Different Updating Techniques

Technique 1

Updating for every single object a constant buffer before rendering the frame. Calling Map and Unamp every update.

Call order:

1. Map.
2. Copy data.
3. Unmap.
5. Bind constant buffer view.
6. render object.

Technique 2

Updating for every single object a constant buffer before rendering the frame. Calling Map and Unmap during initialization and deinitialization Quickly subjectable to running out of reserved renaming memory.

Call order:

3. Bind constant buffer view.
4. render object.

Technique 3

Using 1 massive buffer which is update for every object separately. Mapped at the beginning of the frame (and unmapped when done updating).

Call order:

1. Map massive buffer.
2. Copy data.
3. Unmap massive buffer.
5. Bind constant buffer view.
6. render object.

Technique 4

Using 1 massive buffer which is update for every object separately. Mapped during initialization and unmapped during deinitialization.

Call order:

1. Copy data. (using the already mapped address of the massive buffer)
3. Bind constant buffer view to the massive buffer.
4. render object.

Technique 5 / 6

Same as 3 and 4 but instead of copying the data per object we copy the data all at once into the massive buffer.

Call order (omitting mapping and unmapping):

1. Copy data.
2. Bind constant buffer view.
3. render object.

Technique 7 / 8

Similar to 1 and 2. But instead of updating everything before rendering we update the constant buffers in between draw calls.
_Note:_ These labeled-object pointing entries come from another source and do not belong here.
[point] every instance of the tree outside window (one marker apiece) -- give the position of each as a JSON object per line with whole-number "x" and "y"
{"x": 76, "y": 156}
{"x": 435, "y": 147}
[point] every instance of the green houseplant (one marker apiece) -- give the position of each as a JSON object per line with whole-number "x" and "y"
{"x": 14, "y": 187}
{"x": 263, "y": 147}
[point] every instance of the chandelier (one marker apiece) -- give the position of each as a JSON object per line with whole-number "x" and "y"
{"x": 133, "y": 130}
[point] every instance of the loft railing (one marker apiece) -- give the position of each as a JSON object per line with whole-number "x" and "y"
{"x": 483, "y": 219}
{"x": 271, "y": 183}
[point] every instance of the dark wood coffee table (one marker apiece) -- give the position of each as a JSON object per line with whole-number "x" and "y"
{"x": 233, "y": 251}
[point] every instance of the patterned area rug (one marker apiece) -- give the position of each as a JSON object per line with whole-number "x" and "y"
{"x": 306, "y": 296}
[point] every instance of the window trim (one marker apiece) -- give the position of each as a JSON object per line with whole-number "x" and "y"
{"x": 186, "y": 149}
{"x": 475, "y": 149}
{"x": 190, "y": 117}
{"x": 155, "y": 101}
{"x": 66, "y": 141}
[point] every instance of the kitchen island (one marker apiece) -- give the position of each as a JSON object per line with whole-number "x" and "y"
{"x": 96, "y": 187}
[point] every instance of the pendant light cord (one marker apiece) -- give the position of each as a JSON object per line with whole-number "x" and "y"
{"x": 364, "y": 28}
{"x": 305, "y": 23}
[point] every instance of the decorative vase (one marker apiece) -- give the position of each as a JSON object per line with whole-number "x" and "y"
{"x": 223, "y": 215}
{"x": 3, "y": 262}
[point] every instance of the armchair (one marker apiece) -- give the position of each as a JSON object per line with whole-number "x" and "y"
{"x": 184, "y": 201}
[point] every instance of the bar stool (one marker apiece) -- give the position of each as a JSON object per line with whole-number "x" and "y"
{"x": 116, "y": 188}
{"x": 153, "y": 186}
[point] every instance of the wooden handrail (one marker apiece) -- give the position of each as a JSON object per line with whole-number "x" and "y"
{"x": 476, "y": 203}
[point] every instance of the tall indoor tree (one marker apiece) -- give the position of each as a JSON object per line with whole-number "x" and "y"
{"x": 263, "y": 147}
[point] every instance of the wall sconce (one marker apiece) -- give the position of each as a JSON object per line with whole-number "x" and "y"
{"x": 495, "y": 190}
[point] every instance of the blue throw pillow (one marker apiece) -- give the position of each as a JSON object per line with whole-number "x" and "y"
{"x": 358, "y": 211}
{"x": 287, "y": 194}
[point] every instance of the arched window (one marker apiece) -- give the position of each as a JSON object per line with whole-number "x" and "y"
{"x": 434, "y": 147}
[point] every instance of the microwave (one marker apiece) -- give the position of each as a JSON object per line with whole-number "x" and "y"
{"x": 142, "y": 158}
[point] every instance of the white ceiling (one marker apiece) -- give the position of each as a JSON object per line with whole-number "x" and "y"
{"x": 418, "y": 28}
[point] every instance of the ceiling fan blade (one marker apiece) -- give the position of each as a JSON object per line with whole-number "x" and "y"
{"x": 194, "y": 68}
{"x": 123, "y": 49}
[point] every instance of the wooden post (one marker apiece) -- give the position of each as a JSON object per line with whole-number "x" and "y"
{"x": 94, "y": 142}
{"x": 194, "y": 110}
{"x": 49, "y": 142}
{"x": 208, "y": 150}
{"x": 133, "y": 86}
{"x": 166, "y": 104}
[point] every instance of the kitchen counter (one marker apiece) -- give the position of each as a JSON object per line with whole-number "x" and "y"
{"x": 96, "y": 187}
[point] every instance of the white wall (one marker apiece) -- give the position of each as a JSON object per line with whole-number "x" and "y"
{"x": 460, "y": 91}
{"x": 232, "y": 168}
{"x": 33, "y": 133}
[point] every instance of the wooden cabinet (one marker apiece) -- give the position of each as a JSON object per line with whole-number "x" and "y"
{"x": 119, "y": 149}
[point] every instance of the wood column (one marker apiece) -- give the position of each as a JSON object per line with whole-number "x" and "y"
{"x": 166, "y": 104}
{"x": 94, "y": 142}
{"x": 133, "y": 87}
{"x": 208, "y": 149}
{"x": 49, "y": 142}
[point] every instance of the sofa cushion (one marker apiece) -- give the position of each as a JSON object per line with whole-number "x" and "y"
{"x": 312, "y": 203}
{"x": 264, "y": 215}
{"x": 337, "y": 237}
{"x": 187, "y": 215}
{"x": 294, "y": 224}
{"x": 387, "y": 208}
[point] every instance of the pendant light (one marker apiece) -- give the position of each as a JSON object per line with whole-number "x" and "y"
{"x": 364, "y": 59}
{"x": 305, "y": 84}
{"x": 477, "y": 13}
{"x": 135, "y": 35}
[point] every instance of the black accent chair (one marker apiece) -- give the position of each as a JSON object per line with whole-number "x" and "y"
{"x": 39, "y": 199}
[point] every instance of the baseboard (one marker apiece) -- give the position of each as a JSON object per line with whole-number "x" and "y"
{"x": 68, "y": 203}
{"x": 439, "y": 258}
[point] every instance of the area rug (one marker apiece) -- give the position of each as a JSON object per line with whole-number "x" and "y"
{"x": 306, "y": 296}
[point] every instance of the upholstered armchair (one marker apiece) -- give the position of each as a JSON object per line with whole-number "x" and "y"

Call order (omitting mapping and unmapping):

1. Copy data.
2. Bind constant buffer view to the massive buffer.
3. render object.

Technique 9

Instead of mapping, unmapping and using memcpy, this technique would use UpdateSubresources. To do this you would need a default and upload heap and copy between those. This is not viable when changing a buffer every frame so I won’t benchmark this.

Benchmark Results

Please note that the actual values don’t matter. The relative cost is what is important.

Hardware Specifications:

• Intel(R) Core(TM) i7-4790k CPU @ 4.00GHz

• 12.0 GB DDR3 1.333Mhz Ram

• NVIDIA Geforce GTX 970

The code I am benchmarking can be found here

Conclusion

Technique 1 vs 2

If we compare at the CPU Update (ms) bar’s we can see the cost of mapping and unmapping. This is quite an expensive operation as you can see and should be avoided if possible. Keep in mind to not exceed the reserved renaming memory.

The GPU and CPU render timings are within the error margin so we can’t deduce anything from that.

In a small game you should consider mapping and unmapping at the beginning of a scene or creation of the relevant object.

Technique 2 vs 4

Lets compare both the CPU Update (ms) and CPU Render (ms) bar’s. We can see a quite noticeable performance increase for both the render and update timings when using technique 4. This is not very surprising since we are modifying less objects and the render function suffers less cache misses.

When comparing the GPU timings we can again see a big performance difference. This again is most likely due to the smaller amount of cache misses but this time on the GPU.

Technique 4 vs 6

The CPU and GPU timings are again within the error margin so lets skip those. The CPU update function however took slightly longer than technique 6. I have no idea why this is.

Even if technique 6 was faster than 4 in practice we probably would still see a performance decrease. To update the constant buffer in one call we first need to gather all the data. Depending on how the data is stored and gathered this can be very expensive and in my tests this was way to slow to be useful. But if you could write your application so that their would be no need to gather the data at once it might be faster IF technique 6 was faster than 4.

Technique 4 vs 8

Now since we are not using the update function for technique 8 we need to add the CPU update and render time to each other and compare that value to the CPU render timings of technique 8.

So technique 4 took 0.767234 ms and technique 8 0.678941. These values are really close to the error margin but we can assume that technique 8 is faster because it removes 1 for loop completely and is less subject able to cache misses.

Conclusion

Technique 8 is the fastest and should be quite easy to implement for most renderer architectures.